Pierce, Rucker, Mock, Tabor & Duncan and James W. Shepherd, Jr., Oklahoma City, for plaintiff in error.

C.S. McCuistion and John W. Tyree, Lawton, for defendant in error.

DAVISON, J.

¶1 This is an action wherein William Ray Lamar, plaintiff, seeks to recover from William L. Laughlin, defendant, damages for personal injuries received in an automobile and truck collision. Judgment for $2,000 was rendered for plaintiff upon a jury verdict, and the defendant has appealed. The parties will be referred to as they appeared in the trial court.

¶2 The sole proposition determinative of the case goes to the admissibility of certain evidence. Shortly after noon on the 21st day of May, 1948, plaintiff was driving a 1935 Ford car in a westerly direction on U.S. Highway No. 277 between Fletcher and Elgin, Oklahoma. Defendant, driving a 1948 Ford dump truck in the same direction on the same highway, overtook and started to pass plaintiff's car at a point where another road entered said highway from the south or left side.
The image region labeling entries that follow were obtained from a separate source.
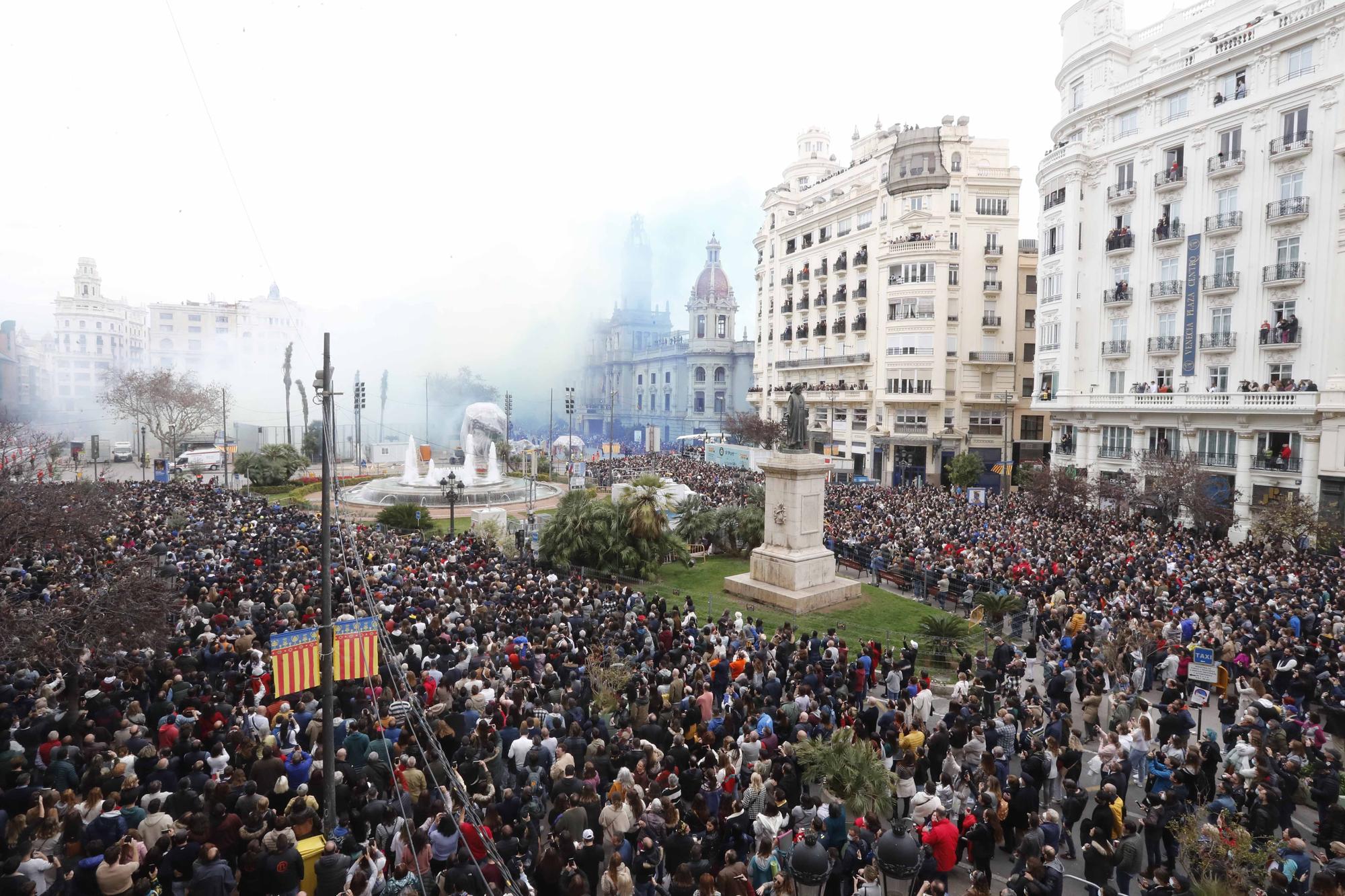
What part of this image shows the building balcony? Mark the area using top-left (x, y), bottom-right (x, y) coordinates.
top-left (1266, 196), bottom-right (1307, 223)
top-left (1200, 332), bottom-right (1237, 351)
top-left (1050, 391), bottom-right (1321, 414)
top-left (1154, 165), bottom-right (1186, 192)
top-left (1154, 222), bottom-right (1186, 246)
top-left (1107, 180), bottom-right (1135, 202)
top-left (1102, 284), bottom-right (1134, 308)
top-left (1205, 149), bottom-right (1247, 180)
top-left (1270, 130), bottom-right (1313, 161)
top-left (1258, 325), bottom-right (1303, 351)
top-left (1262, 261), bottom-right (1307, 286)
top-left (1205, 211), bottom-right (1243, 233)
top-left (1149, 280), bottom-right (1184, 298)
top-left (1107, 230), bottom-right (1135, 255)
Plaintiff intended to turn left into the side road and the testimony is in sharp conflict as to whether or not he had started to turn when defendant attempted to pass. The two vehicles collided and this action was subsequently instituted by plaintiff to recover for personal injuries he allegedly received.

¶3 At the trial, over the objection of the defendant, plaintiff was permitted to introduce in evidence a justice of the peace criminal docket showing the filing of a criminal complaint against the defendant for reckless driving by reason of this collision and the receipt of $19 as payment of fine and costs. Predicated upon the admission of this record, extensive testimony of the justice of the peace about the entries made in the docket and related incidents, as well as that of defendant on cross-examination, was permitted to be introduced. There was no competent proof that defendant entered a plea of guilty to the reckless driving charge.
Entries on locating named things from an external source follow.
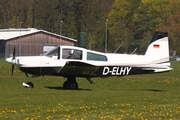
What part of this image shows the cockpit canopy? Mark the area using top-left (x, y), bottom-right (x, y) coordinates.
top-left (44, 46), bottom-right (107, 61)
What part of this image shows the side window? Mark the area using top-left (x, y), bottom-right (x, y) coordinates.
top-left (62, 48), bottom-right (82, 60)
top-left (87, 52), bottom-right (107, 61)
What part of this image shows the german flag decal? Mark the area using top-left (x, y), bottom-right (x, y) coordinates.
top-left (153, 44), bottom-right (160, 48)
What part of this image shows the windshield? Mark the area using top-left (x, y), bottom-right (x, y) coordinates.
top-left (44, 46), bottom-right (60, 59)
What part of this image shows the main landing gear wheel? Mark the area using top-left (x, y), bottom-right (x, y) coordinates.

¶4 The general rule applicable to such evidence was stated by this court in the case of Goodwin v. Continental Casualty Co., 175 Okla. 469, 53 P.2d 241, as follows:

"As a general rule, a judgment of conviction or acquittal of a party charged with crime cannot be given in evidence in a civil action to prove or negative facts upon which it was rendered. This rule is supported by great weight of authority based upon various reasons, such as dissimilarity of the object of the actions, issues, procedure, and parties to the actions."

¶5 The only exception to the general rule is where the defendant has pleaded guilty to the criminal charge. The reason for such exception was expressed in the case of Burbank v. McIntyre, 135 Cal. App. 482, 27 P.2d 400, in the following words:

"It is a general rule that a judgment in a criminal prosecution may not be received in a civil action to establish the truth of the facts in which it was rendered, but an exception thereto is recognized where the defendant has entered a plea of guilty, such record then being admitted, not as a judgment establishing the fact, but as an admission against interest."

¶6 In the case of Piechota v. Rapp, 148 Neb. 442, 27 N.W.2d 682, it was held that where defendant has pleaded guilty, only the plea of guilty is admissible. Other matters of record in the criminal case are not.

¶7 Although, in this jurisdiction, there is no recognized plea of nolo contendere, the facts in the instant case make it very similar to that type of a situation. The general rule, where that plea is available and has been entered, is that neither the plea nor any other part of the criminal case is admissible in evidence in a subsequent civil suit involving the same occurrence. The reason for the rule is that there is no admission against interest by the defendant. See Federal Deposit Ins. Corp. v. Cloonan, 165 Kan. 68, 193 P.2d 656. This is the same conclusion reached by all federal courts where the question has arisen.

¶8 In the case at bar no plea of guilty by the defendant in the criminal action was shown, and therefore any evidence relative to the criminal charge was inadmissible and highly prejudicial.

¶9 The judgment is reversed and the cause remanded for a new trial.

¶10 HALLEY, V.C.J., and GIBSON, JOHNSON, and BINGAMAN, JJ., concur. CORN, J., concurs in result.